# IRS Declaration 2015



## Bicky (Feb 20, 2011)

Can anyone help - I am trying to locate modelo3 download that will accept data for the 2015 Tax year.

I have downloaded Modelo 3 v2015.1.15 - but cannot get it to accept year 2015.

Am I too soon - it's just that I am going on an extended holiday in April and wanted to get this return filed before I go away.

Just in case, what is the last date for filing - my income is from U:K. pensions. Expenditure has already been covered by the EFatura system.


----------



## Maggy Crawford (Sep 18, 2010)

Deadline is April 15 not 30th as in previous years.


----------



## Bicky (Feb 20, 2011)

Hi Maggy - thanks for this - do you have any idea when the Modelo 3 for 2015 will be available


----------



## RichardHenshall (Jul 26, 2009)

Version 2016.1.0 is available today.


----------



## Bicky (Feb 20, 2011)

RichardHenshall said:


> Version 2016.1.0 is available today.


Hi - Yes Got it - thanks, can now deal with this before I go away. Phew !!


----------



## Acoreano (Nov 28, 2013)

Maggy Crawford said:


> Deadline is April 15 not 30th as in previous years.


Is that just for pensions? And the AT website (_Agenda Fiscal_) is saying it's 30 April - no?
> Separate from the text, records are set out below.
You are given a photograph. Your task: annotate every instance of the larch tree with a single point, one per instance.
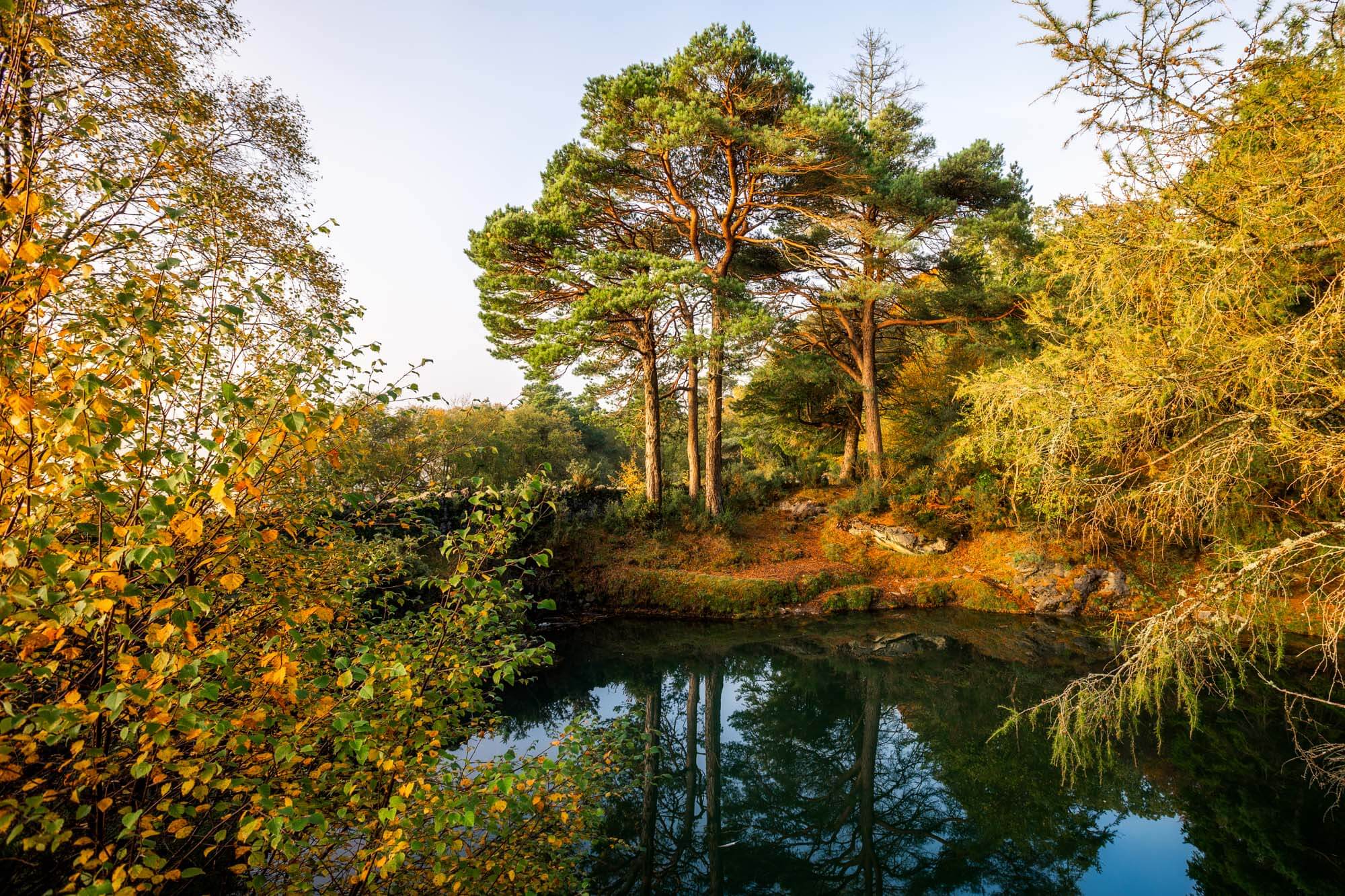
(1188, 391)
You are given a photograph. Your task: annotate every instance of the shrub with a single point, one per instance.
(871, 497)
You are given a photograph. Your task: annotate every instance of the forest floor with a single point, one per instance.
(769, 563)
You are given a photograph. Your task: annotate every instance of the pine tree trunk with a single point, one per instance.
(715, 416)
(653, 425)
(693, 427)
(852, 451)
(870, 384)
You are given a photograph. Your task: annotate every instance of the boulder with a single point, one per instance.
(899, 538)
(896, 645)
(1063, 592)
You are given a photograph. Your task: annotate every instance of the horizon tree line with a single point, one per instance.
(712, 209)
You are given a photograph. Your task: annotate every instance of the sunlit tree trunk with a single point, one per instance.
(653, 424)
(870, 385)
(693, 427)
(715, 416)
(851, 452)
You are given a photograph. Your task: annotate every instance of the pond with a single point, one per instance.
(853, 756)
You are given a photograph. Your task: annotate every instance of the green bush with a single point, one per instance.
(871, 497)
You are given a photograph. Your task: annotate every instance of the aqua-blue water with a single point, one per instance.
(817, 766)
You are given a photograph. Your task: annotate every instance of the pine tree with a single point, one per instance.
(905, 247)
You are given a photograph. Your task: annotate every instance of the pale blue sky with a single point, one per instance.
(427, 116)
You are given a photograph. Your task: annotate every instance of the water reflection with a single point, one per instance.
(787, 759)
Has there been any change from 31 May for Cat B (self employed) and J (foreign)?


----------



## Maggy Crawford (Sep 18, 2010)

I only know that our solicitor who does our return for us for a nominal fee said that the deadline was 15 April as we only have pensions. Other categories I do not know.


----------



## Bicky (Feb 20, 2011)

RichardHenshall said:


> Version 2016.1.0 is available today.


Hi - can anyone help with an issue i have in completing this new style declaration.
First off the opening pages of Modelo 3 ( Rosto ) pose no problem, however, my income is purely U.K. pension so I require Appendix J.
When completing appendix J Quadro 4 I am asked to select a Linha- this presents me with the options of numbers to insert ranging from 401 thro' to 450 - which one am I to select.
The same presents itself in Quadro 5 this time the numbers range from 501 thro' to 550.
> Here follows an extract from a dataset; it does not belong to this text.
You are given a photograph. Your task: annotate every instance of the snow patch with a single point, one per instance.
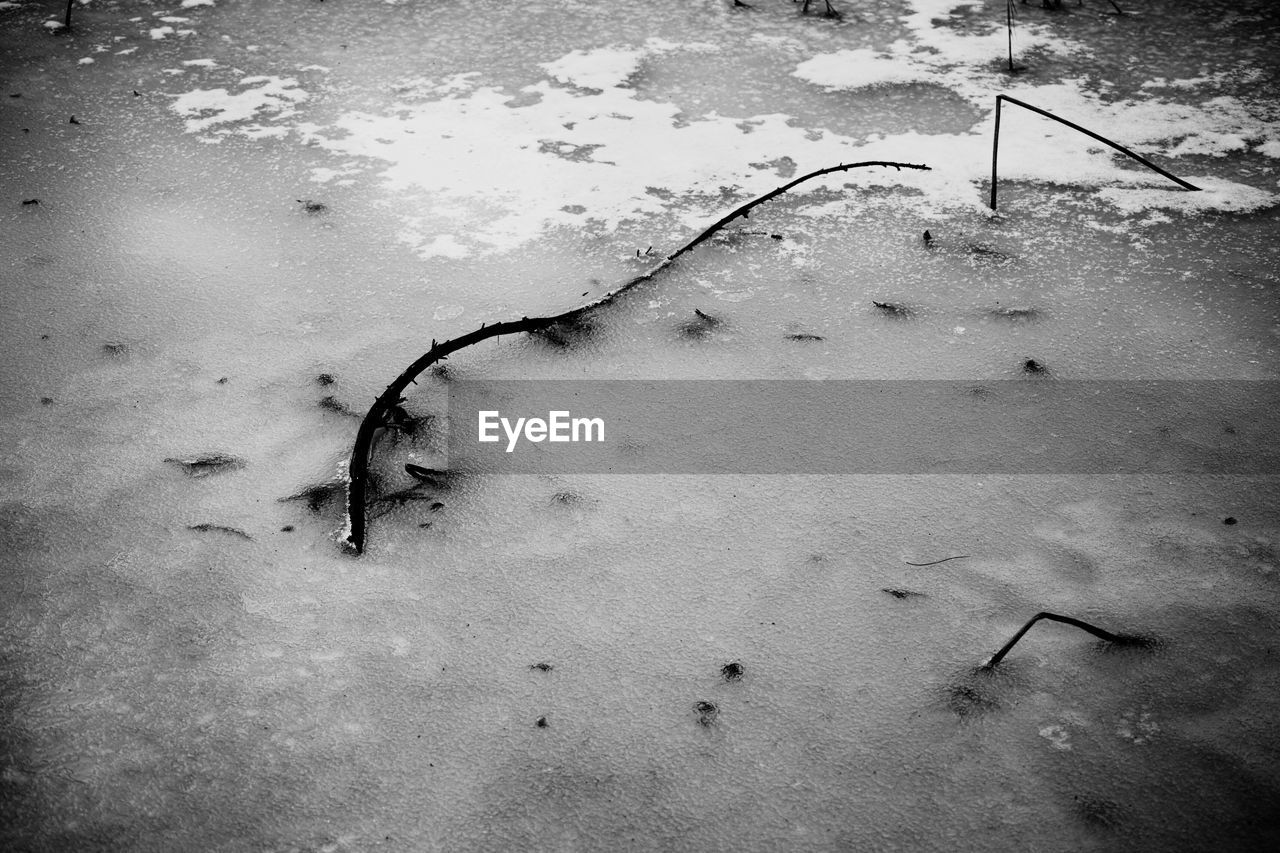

I have chosen- by chance to use 416 in Quadro 4 and 516 in Quadro 5.

When I come to check the Validation - the message says that the Declaration presents no errors.
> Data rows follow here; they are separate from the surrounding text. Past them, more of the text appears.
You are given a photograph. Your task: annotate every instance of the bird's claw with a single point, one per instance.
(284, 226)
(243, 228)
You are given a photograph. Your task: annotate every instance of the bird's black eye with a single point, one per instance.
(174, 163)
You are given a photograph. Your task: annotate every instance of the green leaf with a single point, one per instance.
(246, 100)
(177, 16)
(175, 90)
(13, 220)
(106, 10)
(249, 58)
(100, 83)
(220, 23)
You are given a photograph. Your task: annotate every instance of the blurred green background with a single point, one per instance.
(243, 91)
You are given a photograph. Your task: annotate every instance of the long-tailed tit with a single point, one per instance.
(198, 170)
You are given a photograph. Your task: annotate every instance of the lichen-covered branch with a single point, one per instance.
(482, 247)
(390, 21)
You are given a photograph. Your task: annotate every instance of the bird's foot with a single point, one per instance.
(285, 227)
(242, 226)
So question is - do I just submit and hope for the best - or what is the correct line number.

Any assistance would be much appreciated.


----------



## RichardHenshall (Jul 26, 2009)

AFAIK the line number is arbitrary but it would probably be conventional to use 401/501 for the first entry, 402/502 for the second entry (if applicable) and so on, just as if you were completing the form on paper.

If you have multiple entries it might allow you to enter the data in whatever order but present the finished table in a particular order (ie state pension line 1, private pension A on line 2, private pension B on line 3 etc) for ease of reading at a later date.


----------



## Bicky (Feb 20, 2011)

Hi Richard, thank's for your reply. Of course it's just common sense - why didn't I think of that.

It was just that when I completed the "Old" Annex J - for previous years - line 416 represented pension income.

So as you suggest it will be 401/501 from now on.


----------



## advolex (Mar 8, 2015)

*Fiscal declaration deadline*



Acoreano said:


> Is that just for pensions? And the AT website (_Agenda Fiscal_) is saying it's 30 April - no?
> 
> Has there been any change from 31 May for Cat B (self employed) and J (foreign)?


It does look like Acoreano is right. I panicked at first but then found this under the news section:

"Declarações enviadas por via eletrónica no Portal das Finanças ou em papel:

* Durante o mês de abril para declarar exclusivamente rendimentos das categorias A e/ou H;
* Durante o mês de maio, nos restantes casos."

No mention of a new deadline here, from what I can see. What a relief! (Portal das Finanças - Notícias Apoio ao Contribuinte)


----------



## Maggy Crawford (Sep 18, 2010)

Our accountant said that the date was due to change to 15 April but the powers that be could not get their act together in time with regard to the format of the new return, hence now 30 April. (This is for pension income only)


----------